I was in College Station, TX at the end of March to talk about hypothetical bias of stated preference data to the folks in agricultural economics (here is the PDF of the PPT). I covered three recent papers that have ex-ante/ex-post SP/RP data which, as a whole, show (I argue):
- ex-ante SP data is positively correlated with ex-post RP data;
- there is hypothetical bias in ex-ante SP data (i.e., survey respondents say they'll do more of activity X than they actually end up doing);
- the hypothetical bias can be adjusted (ex-ante) to reflect future behavior fairly accurately.
One of the major criticisms of stated preference data is hypothetical bias. Using a unique data set of both stated and actual behavior we test for hypothetical bias of stated preference survey responses. We consider whether respondents tend to overstate their participatory sporting event behavior ex ante when compared to their actual behavior at different registration fees. We find that behavioral intentions accurately predicts actual behavior at a middle level of respondent certainty, over predicts actual behavior at a lower level of certainty and under predicts behavior at a higher level of certainty. This suggests that respondent uncertainty corrections can be used to mitigate hypothetical bias. Stated preference data can be used better understand actual behavior in situations where no data exist.
The first paper is being readied for submission to a third journal. We first sent it to Economics Letters where we received this confusing review:
Reviewer #1: "Criterion and Predictive Validity of Revealed and Stated Preference Data: The Case of Music Concert Demand"

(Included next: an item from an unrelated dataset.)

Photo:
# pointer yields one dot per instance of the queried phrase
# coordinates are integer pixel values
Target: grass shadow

The manuscript compares RP and SP visitation data to music concerts (in the NC area). As is clearly indicated by the title, the purpose is to explore the criterion and predictive validity of RP and SP data. The authors find evidence for predictive validity. The authors also recommend a method and modeling strategy for accurately predicting ex post RP visitations accurately. I beieve the authors have a good application to test validity and recommend a correction (i.e., music concert demand, provided by a not-for-profit organization). Similar to market goods, it has the benefit of experience and as such seems to be a good application for exploring the appropriateness of the correction. A concern is how applicable it is in a nonmarket setting.
I enjoyed the topic and believe the research question is important. As I read the manuscript, however, I tried to keep in mind an aim of Economics Letters, "...submit...important preliminary results, where perhaps the threshold for robustness, thoroughness or completeness of the analysis is not as high as it would be for a complete paper," and determine whether greater explanations were necessary in order to determine if the research provided important preliminary results. In other words, was the completeness there without being explicitly described.

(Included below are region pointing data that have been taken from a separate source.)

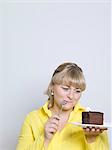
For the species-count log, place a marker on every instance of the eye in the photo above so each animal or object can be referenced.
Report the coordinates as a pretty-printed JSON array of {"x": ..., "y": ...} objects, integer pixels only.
[
  {"x": 78, "y": 91},
  {"x": 65, "y": 88}
]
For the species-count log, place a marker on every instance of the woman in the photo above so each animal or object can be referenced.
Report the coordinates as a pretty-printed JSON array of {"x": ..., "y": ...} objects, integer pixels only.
[{"x": 49, "y": 127}]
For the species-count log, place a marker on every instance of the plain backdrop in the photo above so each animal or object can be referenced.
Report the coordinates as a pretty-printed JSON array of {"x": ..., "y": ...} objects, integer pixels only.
[{"x": 38, "y": 36}]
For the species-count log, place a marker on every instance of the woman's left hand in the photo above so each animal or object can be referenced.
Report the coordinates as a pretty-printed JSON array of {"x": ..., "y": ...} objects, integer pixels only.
[{"x": 92, "y": 132}]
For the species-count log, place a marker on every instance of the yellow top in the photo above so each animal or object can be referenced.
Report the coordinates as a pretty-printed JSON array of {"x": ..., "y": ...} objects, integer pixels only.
[{"x": 69, "y": 138}]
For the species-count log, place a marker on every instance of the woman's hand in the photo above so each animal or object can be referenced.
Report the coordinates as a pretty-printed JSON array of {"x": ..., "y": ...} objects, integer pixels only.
[
  {"x": 51, "y": 127},
  {"x": 92, "y": 132}
]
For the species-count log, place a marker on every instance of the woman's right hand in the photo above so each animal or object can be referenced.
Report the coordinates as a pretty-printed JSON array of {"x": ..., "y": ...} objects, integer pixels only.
[{"x": 51, "y": 127}]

1. Intercept Sampling information and response rates. I was a little confused. A 70% response rate is 91 (70% of 13 x ten concerts = 130 total surveys). There were a total of 83 usuable responses, so approximately only 8 of total responses were unusable. How was it possible to send a follow-up survey to 120 people when at most you had 91 original survey responses?
2. While I found the HB analysis interesting, what value does this add to the purpose of the study?
3. SP in the HB equation seems to describe something different than SP in LnQuantity equation. Confusing.
4. I was unable to confirm marginal effects Betax*Qbar with the results and means provided. This is also true for elasticities.
The first paragraph does a nice job of describing the paper and the author is correct, it may not be generalizable to a nonmarket setting. But, the papers that Hausman cites on hypothetical bias are from the marketing literature ... i.e., not generalizable in a nonmarket setting. The second paragraph doesn't seem to finish the thought. Am I to infer that the paper's results are not important and/or the "completeness" is not there? The "other comments" seem to be minor details. We next sent it to the Journal of Cultural Economics. It was rejected there because the sample is small (n=38). I can live with that reason but the Economics Letters review is mostly gibberish.
None of this should be a big deal, papers are rejected for all sorts of vague reasons. But the first time I had some data like this (ex-ante SP, ex-post RP) a referee tried to hold up publication because s/he thought hurricane evacuations were easy decisions to make (see the second half of this old post)! It would be great if I could get a referee who understands how difficult it is to collect this sort of data.
And none of this is in response to the response I received at TAMU. They seemed to understand. It didn't hurt that one of the authors of this paper was in the audience. And, thanks to everyone I hung out with for a great time!